Summer camps also attracted high enrollments. In 2015, at least 24,000 Palestinian children, some as young as 12 years old, enrolled in summer camps organized by various Palestinian armed groups in Gaza, according to DCIP evidence.
Children in the summer camps underwent physical training that included military marching and weapons handling using replica firearms. In rare instances, children used live bullets for target practice. The physical training occurred on armed groups’ military bases, near the Israeli border.
“Officially, there is no relationship whatsoever between the Futuwwa program at schools and the summer camps organized by political parties,” a school principal told DCIP last year.
However, since all Futuwwa program leaders are appointed by officials in the MOI — which is run by the Hamas-led government — and some program leaders also work in the camps organized by the Hamas-affiliated armed group, al-Qassam Brigades, there appears to be an indirect influence that may encourage students to enroll in the camps, increasing their vulnerability to future recruitment.
This indirect influence remains present today, as one principal acknowledged. “It is possible that Futuwwa program leaders do that [encourage camp enrollment], but without involving us directly. It could happen also through student unions, such as the Islamic Bloc in high schools by inviting fellow students to participate in camps organized by Palestinian factions outside of the term-time.”
Last summer, the youth camp organized by Islamic Jihad, a Palestinian armed group, did not involve the use of live weapons or take place on military training sites, according to Islamic Jihad spokesperson Dawoud Shihab. The 3,000 boys who attended, did, however, engage in physical exercises such as crawling and jumping. They also learned how to swim and ride horses.
Islamic Jihad’s girls camp schedule included domestic arts, volleyball, and crisis training, such as handling power outages and UXO. Approximately 2,000 girls between the ages of 10 and 16 attended.
In their current form, neither the Futuwwa program nor the summer and winter camps appear to constitute child recruitment under international standards, though they both raise concerns because they may act as vehicles that facilitate future recruitment.

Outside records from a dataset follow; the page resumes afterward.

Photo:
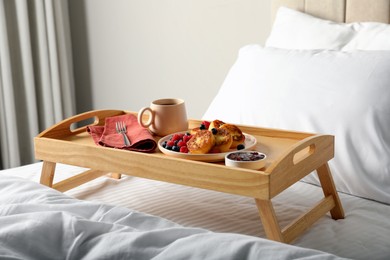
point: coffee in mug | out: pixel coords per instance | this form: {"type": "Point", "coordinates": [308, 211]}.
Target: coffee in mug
{"type": "Point", "coordinates": [166, 116]}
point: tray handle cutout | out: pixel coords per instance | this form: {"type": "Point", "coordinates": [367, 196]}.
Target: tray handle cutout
{"type": "Point", "coordinates": [302, 158]}
{"type": "Point", "coordinates": [79, 123]}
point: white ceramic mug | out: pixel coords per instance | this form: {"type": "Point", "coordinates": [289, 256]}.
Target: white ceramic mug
{"type": "Point", "coordinates": [166, 116]}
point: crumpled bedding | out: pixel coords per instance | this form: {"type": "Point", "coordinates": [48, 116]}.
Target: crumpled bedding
{"type": "Point", "coordinates": [37, 222]}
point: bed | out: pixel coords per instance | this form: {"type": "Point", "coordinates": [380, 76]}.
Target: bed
{"type": "Point", "coordinates": [135, 218]}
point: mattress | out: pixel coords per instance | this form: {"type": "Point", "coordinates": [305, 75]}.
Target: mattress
{"type": "Point", "coordinates": [363, 234]}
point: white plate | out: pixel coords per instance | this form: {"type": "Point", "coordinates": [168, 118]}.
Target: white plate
{"type": "Point", "coordinates": [250, 143]}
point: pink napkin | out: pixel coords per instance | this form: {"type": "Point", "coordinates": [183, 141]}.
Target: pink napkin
{"type": "Point", "coordinates": [140, 138]}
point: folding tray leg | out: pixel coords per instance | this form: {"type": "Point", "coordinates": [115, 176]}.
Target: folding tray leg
{"type": "Point", "coordinates": [268, 218]}
{"type": "Point", "coordinates": [47, 177]}
{"type": "Point", "coordinates": [47, 174]}
{"type": "Point", "coordinates": [330, 203]}
{"type": "Point", "coordinates": [329, 189]}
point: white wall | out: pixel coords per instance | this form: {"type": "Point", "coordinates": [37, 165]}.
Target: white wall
{"type": "Point", "coordinates": [129, 52]}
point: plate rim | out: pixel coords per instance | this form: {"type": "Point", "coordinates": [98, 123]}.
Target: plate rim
{"type": "Point", "coordinates": [213, 157]}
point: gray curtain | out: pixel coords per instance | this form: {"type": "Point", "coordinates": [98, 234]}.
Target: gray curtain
{"type": "Point", "coordinates": [36, 74]}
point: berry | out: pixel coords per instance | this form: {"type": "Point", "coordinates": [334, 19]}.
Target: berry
{"type": "Point", "coordinates": [181, 143]}
{"type": "Point", "coordinates": [240, 147]}
{"type": "Point", "coordinates": [184, 149]}
{"type": "Point", "coordinates": [206, 124]}
{"type": "Point", "coordinates": [176, 137]}
{"type": "Point", "coordinates": [186, 138]}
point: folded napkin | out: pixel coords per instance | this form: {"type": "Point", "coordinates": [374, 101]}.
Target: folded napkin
{"type": "Point", "coordinates": [140, 138]}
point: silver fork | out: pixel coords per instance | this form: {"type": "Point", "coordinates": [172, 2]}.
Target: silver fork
{"type": "Point", "coordinates": [121, 129]}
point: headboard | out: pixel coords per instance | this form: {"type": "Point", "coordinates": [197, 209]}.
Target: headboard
{"type": "Point", "coordinates": [340, 10]}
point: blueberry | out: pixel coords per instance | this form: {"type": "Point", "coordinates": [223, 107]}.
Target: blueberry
{"type": "Point", "coordinates": [240, 147]}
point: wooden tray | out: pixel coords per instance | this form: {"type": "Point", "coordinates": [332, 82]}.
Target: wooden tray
{"type": "Point", "coordinates": [290, 157]}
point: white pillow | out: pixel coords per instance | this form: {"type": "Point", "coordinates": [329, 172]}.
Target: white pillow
{"type": "Point", "coordinates": [346, 94]}
{"type": "Point", "coordinates": [296, 30]}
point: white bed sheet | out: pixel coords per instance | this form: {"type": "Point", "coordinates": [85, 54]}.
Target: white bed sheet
{"type": "Point", "coordinates": [363, 234]}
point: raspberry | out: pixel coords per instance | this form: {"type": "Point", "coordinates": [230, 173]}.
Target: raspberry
{"type": "Point", "coordinates": [176, 137]}
{"type": "Point", "coordinates": [181, 143]}
{"type": "Point", "coordinates": [184, 149]}
{"type": "Point", "coordinates": [186, 138]}
{"type": "Point", "coordinates": [206, 124]}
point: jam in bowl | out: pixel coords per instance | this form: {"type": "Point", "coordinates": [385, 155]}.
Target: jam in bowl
{"type": "Point", "coordinates": [246, 159]}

According to the Paris Principles and Guidelines on children associated with armed forces or armed groups, child recruitment refers to the use or recruitment of any person under the age of 18 by an armed force or group, in any capacity. It includes both direct roles in armed combat and indirect roles, such as cook or informant. International law prohibits all forms of child recruitment and use in armed conflict.
At this time, DCIP has found no evidence that children are being used or recruited by Palestinian armed groups for any role in armed conflict, in the context of these programs.
However, the ongoing humanitarian crisis in Gaza—fueled by Israel’s nearly ten-year blockade and frequent military strikes—keeps children vulnerable to recruitment and other forms of child labor.
As scholar Alexandre J. Vautravers writes, “For many young people in precarious situations, in countries without perceptible prospects of personal development and economic or employment security, joining armed groups can be seen as a form of group and individual security.”